The following is a guest post by Will O’Brien who currently resides in Rochester, New York but is originally from Saint Louis, Missouri. Will speaks to the way church, or any other religious community for that matter, can shape the people we become and the wisdom we recognize. So here’s Will on Growing up Church-ed…
The weirdest people seem to gather in the most dignified and “normal” places, and there is one community in my life that is like a Whitman’s Sampler of quirky.
My church community may seem normal but the people in it have contributed to the best abnormal education anyone could want. I was raised with 57 some odd sets of surrogate parents and grandparents and a bizarre array of sort-of older siblings, kind-of aunts and uncles, and crazy not-really cousins. Every week this world of weird gave me a safe space and plenty of inspiration to create my own unique identity.

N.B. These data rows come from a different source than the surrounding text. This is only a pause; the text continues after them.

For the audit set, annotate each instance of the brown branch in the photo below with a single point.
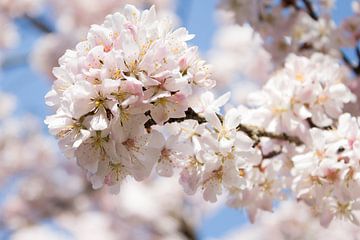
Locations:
(310, 10)
(253, 132)
(39, 24)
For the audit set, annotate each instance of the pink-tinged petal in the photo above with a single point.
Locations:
(232, 118)
(326, 217)
(88, 157)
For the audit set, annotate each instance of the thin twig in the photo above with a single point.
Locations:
(253, 132)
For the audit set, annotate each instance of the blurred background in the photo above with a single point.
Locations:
(45, 196)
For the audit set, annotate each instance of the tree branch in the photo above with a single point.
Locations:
(253, 132)
(38, 24)
(310, 10)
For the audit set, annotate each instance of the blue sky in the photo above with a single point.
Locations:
(30, 87)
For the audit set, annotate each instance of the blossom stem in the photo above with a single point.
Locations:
(39, 24)
(253, 132)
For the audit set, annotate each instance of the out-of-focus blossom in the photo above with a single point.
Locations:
(73, 19)
(293, 221)
(238, 54)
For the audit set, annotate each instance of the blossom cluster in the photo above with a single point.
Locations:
(38, 186)
(72, 27)
(327, 173)
(134, 96)
(307, 92)
(300, 27)
(132, 70)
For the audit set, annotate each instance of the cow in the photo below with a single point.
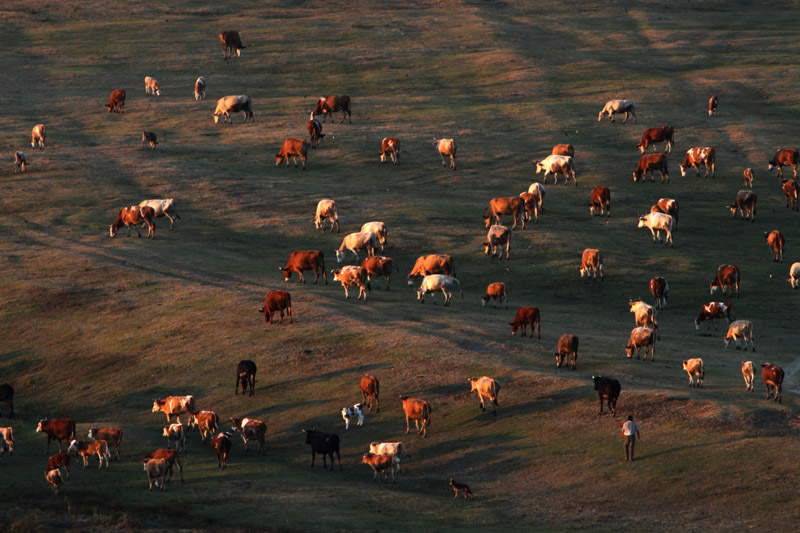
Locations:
(495, 239)
(379, 266)
(700, 155)
(251, 429)
(133, 216)
(659, 288)
(784, 157)
(642, 338)
(162, 208)
(567, 350)
(773, 377)
(650, 163)
(656, 223)
(591, 264)
(221, 444)
(775, 241)
(300, 260)
(600, 201)
(419, 411)
(87, 449)
(524, 317)
(329, 105)
(116, 102)
(246, 376)
(231, 42)
(438, 282)
(555, 164)
(370, 392)
(487, 389)
(57, 428)
(613, 107)
(495, 291)
(505, 205)
(326, 209)
(447, 148)
(233, 104)
(38, 135)
(745, 204)
(726, 279)
(609, 389)
(326, 444)
(174, 406)
(390, 146)
(740, 330)
(112, 436)
(694, 367)
(651, 136)
(278, 301)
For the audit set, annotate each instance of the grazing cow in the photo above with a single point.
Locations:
(555, 164)
(38, 135)
(773, 379)
(233, 104)
(370, 392)
(656, 223)
(87, 449)
(608, 388)
(231, 42)
(487, 389)
(740, 330)
(438, 282)
(278, 301)
(221, 444)
(447, 148)
(419, 411)
(246, 376)
(174, 406)
(133, 216)
(600, 201)
(745, 204)
(524, 317)
(390, 146)
(251, 429)
(775, 241)
(326, 209)
(495, 291)
(726, 279)
(659, 288)
(700, 155)
(650, 163)
(642, 338)
(116, 102)
(694, 367)
(495, 239)
(162, 208)
(112, 436)
(591, 264)
(784, 157)
(651, 136)
(329, 105)
(300, 260)
(57, 428)
(567, 350)
(613, 107)
(325, 444)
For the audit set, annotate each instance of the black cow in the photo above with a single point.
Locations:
(324, 443)
(246, 375)
(607, 388)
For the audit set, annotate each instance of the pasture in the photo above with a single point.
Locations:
(95, 328)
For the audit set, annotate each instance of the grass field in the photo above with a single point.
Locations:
(95, 328)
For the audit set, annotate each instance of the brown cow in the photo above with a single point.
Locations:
(277, 301)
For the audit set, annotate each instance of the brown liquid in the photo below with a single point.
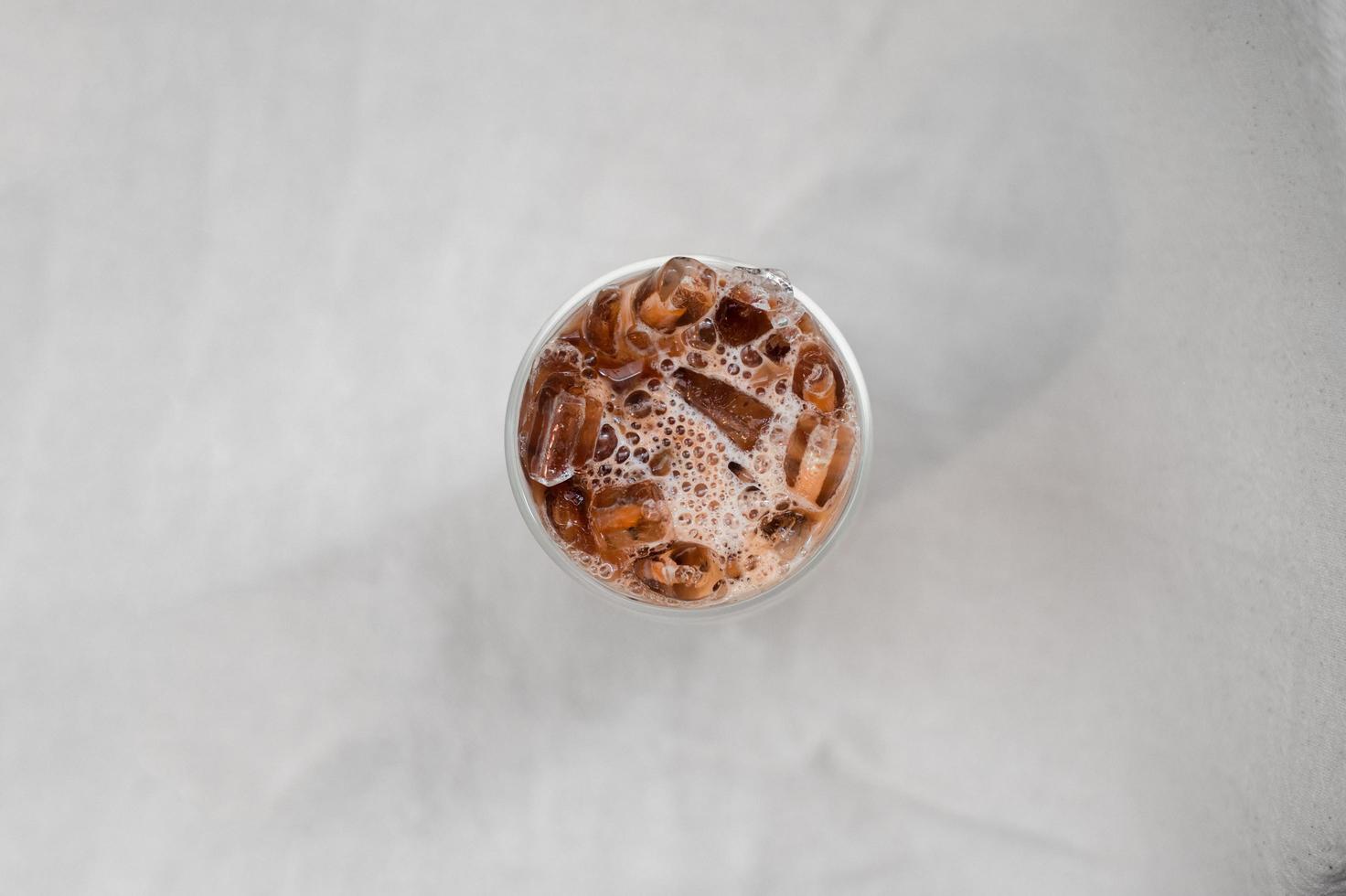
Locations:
(689, 433)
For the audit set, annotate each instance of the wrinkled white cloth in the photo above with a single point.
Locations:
(270, 622)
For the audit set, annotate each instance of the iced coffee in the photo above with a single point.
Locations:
(689, 435)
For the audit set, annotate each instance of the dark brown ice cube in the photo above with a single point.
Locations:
(567, 511)
(684, 571)
(606, 443)
(680, 293)
(625, 517)
(738, 322)
(817, 379)
(738, 414)
(775, 347)
(786, 531)
(817, 458)
(556, 437)
(609, 330)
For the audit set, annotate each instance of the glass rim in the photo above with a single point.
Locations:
(524, 499)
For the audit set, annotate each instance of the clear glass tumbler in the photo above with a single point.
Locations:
(522, 496)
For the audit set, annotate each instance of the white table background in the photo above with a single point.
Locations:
(270, 622)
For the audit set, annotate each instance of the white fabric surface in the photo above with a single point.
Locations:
(270, 622)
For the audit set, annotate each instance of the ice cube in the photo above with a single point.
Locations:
(555, 442)
(786, 531)
(624, 517)
(738, 322)
(767, 290)
(738, 414)
(817, 458)
(567, 510)
(817, 379)
(606, 443)
(685, 571)
(700, 336)
(775, 347)
(680, 293)
(609, 330)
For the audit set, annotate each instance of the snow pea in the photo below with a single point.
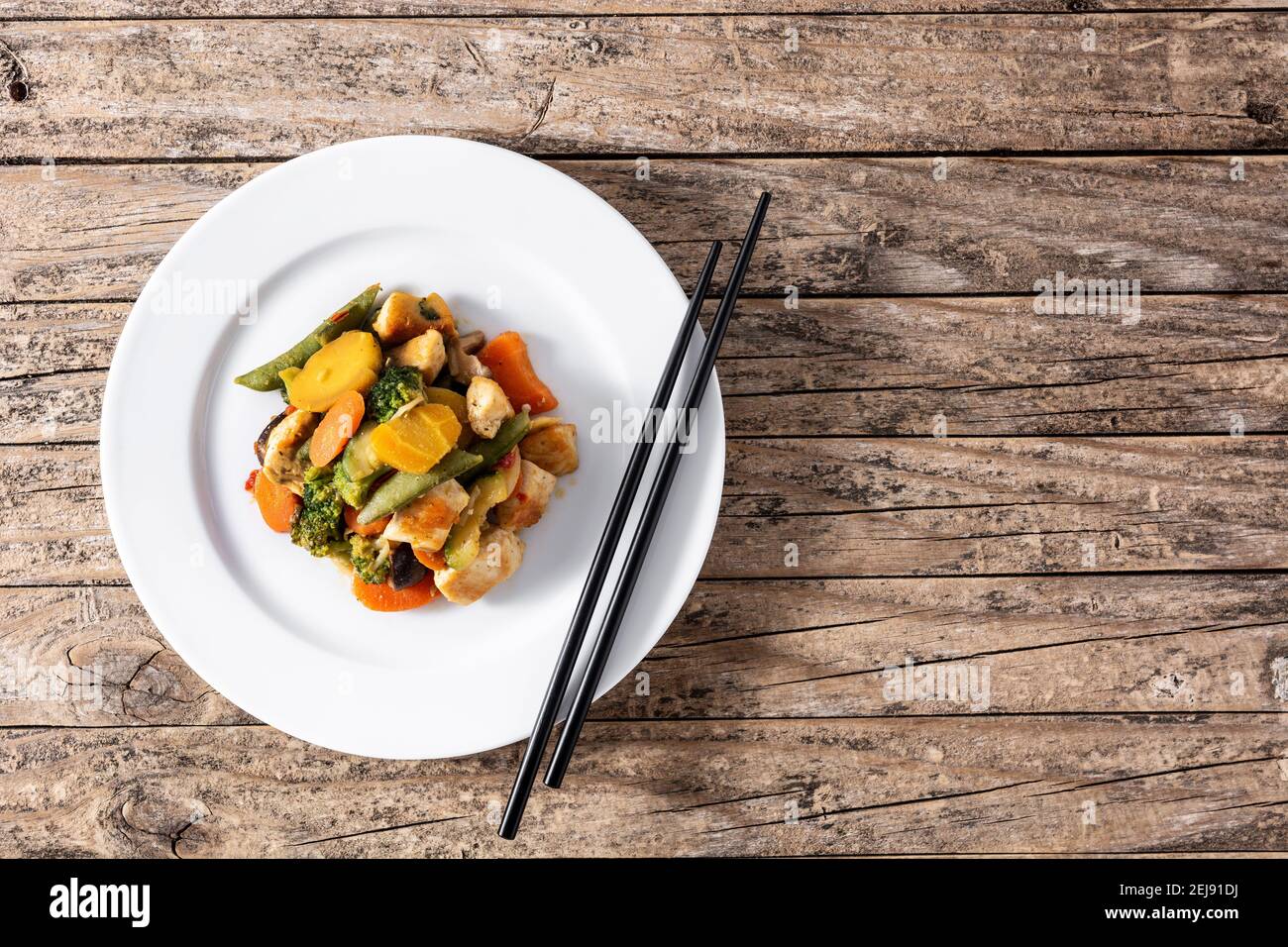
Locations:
(352, 315)
(403, 487)
(506, 437)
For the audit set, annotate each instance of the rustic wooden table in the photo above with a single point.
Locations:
(1087, 508)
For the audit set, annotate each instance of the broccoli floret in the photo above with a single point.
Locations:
(370, 558)
(353, 492)
(397, 385)
(320, 523)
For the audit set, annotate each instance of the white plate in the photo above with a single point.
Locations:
(278, 631)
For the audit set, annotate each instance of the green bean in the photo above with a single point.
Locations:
(352, 315)
(402, 487)
(506, 437)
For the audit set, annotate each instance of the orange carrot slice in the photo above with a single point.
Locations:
(384, 598)
(333, 433)
(277, 504)
(374, 528)
(507, 359)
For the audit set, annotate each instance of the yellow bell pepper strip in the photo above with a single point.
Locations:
(352, 315)
(402, 488)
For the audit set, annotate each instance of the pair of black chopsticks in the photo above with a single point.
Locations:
(647, 526)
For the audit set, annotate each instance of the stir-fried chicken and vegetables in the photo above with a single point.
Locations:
(408, 453)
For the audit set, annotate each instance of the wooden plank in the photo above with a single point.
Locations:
(90, 656)
(823, 508)
(931, 785)
(837, 226)
(171, 9)
(844, 368)
(240, 88)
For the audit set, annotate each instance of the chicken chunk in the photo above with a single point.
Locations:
(426, 519)
(529, 499)
(485, 406)
(500, 554)
(282, 464)
(425, 352)
(400, 318)
(552, 445)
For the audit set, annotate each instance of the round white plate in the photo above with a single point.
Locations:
(509, 244)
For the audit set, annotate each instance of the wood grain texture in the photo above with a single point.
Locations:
(150, 9)
(844, 368)
(664, 84)
(1113, 603)
(840, 226)
(90, 656)
(947, 785)
(820, 508)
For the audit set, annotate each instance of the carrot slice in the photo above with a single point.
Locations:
(374, 528)
(277, 504)
(384, 598)
(333, 433)
(430, 561)
(507, 359)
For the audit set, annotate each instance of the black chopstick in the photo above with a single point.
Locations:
(652, 513)
(599, 566)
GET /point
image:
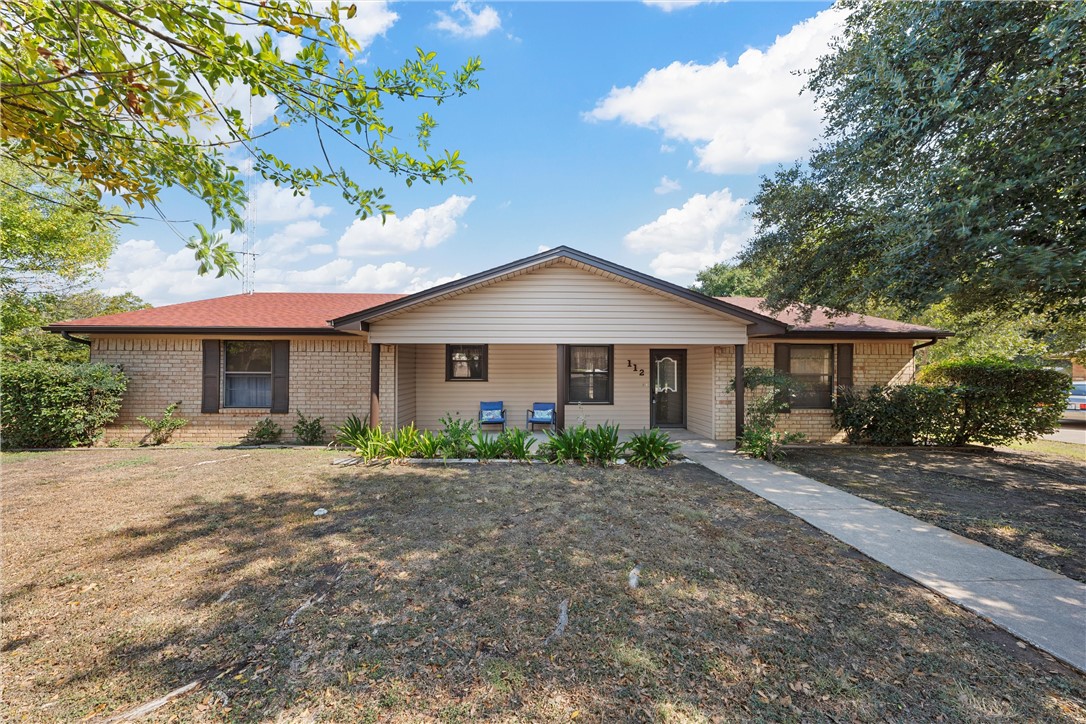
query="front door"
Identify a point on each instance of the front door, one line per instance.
(667, 370)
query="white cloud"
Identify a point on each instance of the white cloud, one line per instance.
(739, 115)
(668, 5)
(667, 186)
(281, 204)
(424, 228)
(468, 23)
(373, 18)
(707, 229)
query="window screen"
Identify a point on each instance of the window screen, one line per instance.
(590, 375)
(248, 379)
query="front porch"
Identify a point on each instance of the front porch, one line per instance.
(682, 389)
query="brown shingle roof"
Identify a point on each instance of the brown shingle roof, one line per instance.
(822, 322)
(265, 310)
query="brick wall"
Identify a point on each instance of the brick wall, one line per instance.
(329, 378)
(873, 363)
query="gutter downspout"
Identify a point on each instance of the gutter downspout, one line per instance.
(916, 348)
(67, 335)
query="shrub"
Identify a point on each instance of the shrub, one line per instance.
(161, 430)
(603, 445)
(651, 449)
(1000, 401)
(353, 431)
(772, 393)
(400, 445)
(308, 430)
(517, 444)
(456, 435)
(54, 405)
(429, 445)
(568, 445)
(984, 401)
(484, 447)
(264, 432)
(897, 415)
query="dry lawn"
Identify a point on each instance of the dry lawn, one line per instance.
(428, 594)
(1026, 504)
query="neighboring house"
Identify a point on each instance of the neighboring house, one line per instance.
(603, 341)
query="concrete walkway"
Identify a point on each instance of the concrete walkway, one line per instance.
(1038, 606)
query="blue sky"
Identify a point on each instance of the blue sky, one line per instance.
(630, 130)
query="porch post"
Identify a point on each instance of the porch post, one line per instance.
(740, 391)
(375, 385)
(563, 392)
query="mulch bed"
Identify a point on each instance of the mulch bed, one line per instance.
(433, 594)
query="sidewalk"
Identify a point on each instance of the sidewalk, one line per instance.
(1038, 606)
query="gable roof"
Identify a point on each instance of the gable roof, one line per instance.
(261, 313)
(758, 322)
(823, 324)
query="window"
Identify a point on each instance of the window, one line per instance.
(590, 375)
(811, 366)
(248, 379)
(466, 362)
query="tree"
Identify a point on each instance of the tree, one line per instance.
(50, 232)
(954, 168)
(729, 279)
(126, 96)
(24, 339)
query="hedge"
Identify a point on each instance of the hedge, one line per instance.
(985, 401)
(55, 405)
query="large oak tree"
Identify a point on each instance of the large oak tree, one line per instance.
(952, 170)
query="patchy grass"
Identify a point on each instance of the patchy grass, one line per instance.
(1070, 451)
(1025, 504)
(428, 594)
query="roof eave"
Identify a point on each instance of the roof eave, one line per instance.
(240, 331)
(758, 324)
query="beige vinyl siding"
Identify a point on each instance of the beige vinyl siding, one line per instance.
(518, 375)
(699, 391)
(560, 305)
(405, 384)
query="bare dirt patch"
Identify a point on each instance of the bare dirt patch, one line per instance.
(1028, 505)
(428, 594)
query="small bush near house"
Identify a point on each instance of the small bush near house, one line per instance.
(651, 449)
(400, 445)
(1000, 401)
(772, 393)
(484, 447)
(517, 444)
(897, 415)
(54, 405)
(604, 448)
(429, 445)
(161, 430)
(265, 432)
(567, 445)
(457, 434)
(986, 401)
(308, 430)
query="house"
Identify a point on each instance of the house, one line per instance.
(605, 342)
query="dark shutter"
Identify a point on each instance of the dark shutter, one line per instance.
(211, 376)
(845, 366)
(280, 376)
(782, 364)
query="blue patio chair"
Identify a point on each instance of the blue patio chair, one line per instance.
(541, 414)
(492, 414)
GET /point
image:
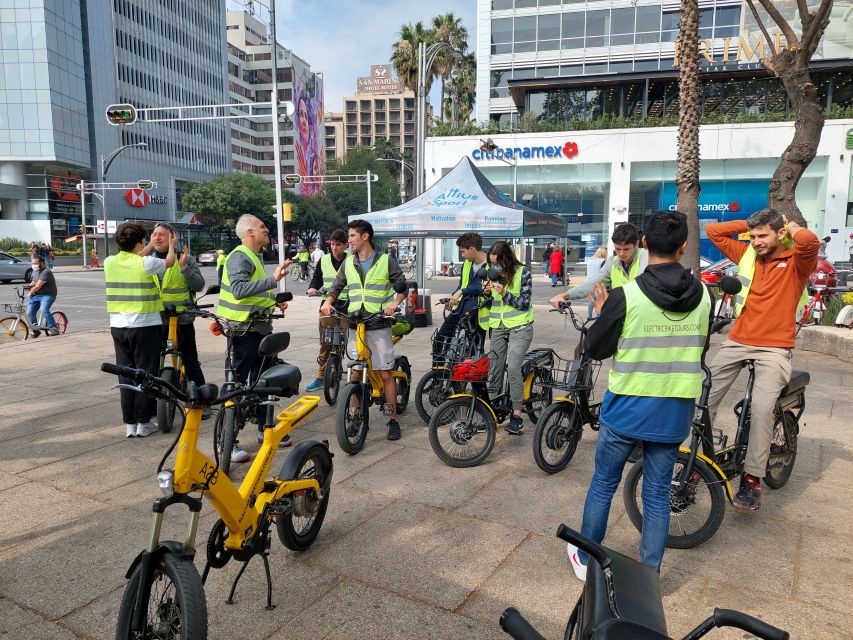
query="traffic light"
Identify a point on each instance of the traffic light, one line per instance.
(121, 114)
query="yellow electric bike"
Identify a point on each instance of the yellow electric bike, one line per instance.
(164, 597)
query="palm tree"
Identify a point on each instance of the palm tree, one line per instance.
(404, 54)
(448, 29)
(687, 174)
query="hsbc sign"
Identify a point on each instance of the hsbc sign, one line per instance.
(140, 198)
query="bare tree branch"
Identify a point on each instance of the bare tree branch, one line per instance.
(763, 30)
(787, 31)
(812, 35)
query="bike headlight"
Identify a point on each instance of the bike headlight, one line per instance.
(166, 480)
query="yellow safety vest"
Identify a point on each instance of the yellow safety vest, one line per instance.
(746, 273)
(129, 288)
(659, 353)
(376, 289)
(617, 275)
(240, 309)
(174, 289)
(505, 315)
(482, 314)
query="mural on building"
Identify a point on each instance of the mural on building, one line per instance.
(308, 138)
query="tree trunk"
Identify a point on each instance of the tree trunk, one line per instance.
(687, 175)
(807, 130)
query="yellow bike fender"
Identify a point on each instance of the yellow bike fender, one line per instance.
(480, 400)
(716, 469)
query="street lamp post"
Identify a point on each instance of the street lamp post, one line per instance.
(105, 167)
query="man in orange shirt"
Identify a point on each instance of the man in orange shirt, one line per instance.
(774, 269)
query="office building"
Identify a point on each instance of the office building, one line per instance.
(301, 135)
(612, 62)
(64, 63)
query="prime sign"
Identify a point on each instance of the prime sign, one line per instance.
(568, 150)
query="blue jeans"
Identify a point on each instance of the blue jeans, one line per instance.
(45, 303)
(611, 454)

Whether it is the couple who are both science teachers that show up every week in a different one of their many matching and bizarrely-themed Hawaiian shirts or the 84 year old man that loves to tell you about his most recent hand crocheted lace doyly, they all stop and say hi and truly care about you. This caring is passed through time and place to all corners of the earth through members of this odd little family that squabbles about whether or not Easter Brunch should be before or after the church service but always agrees to love and care for one another.
This dysfunctional second family has taught me not only to embrace the things that make me different but moreover that it is these very things that will help be a light to the world.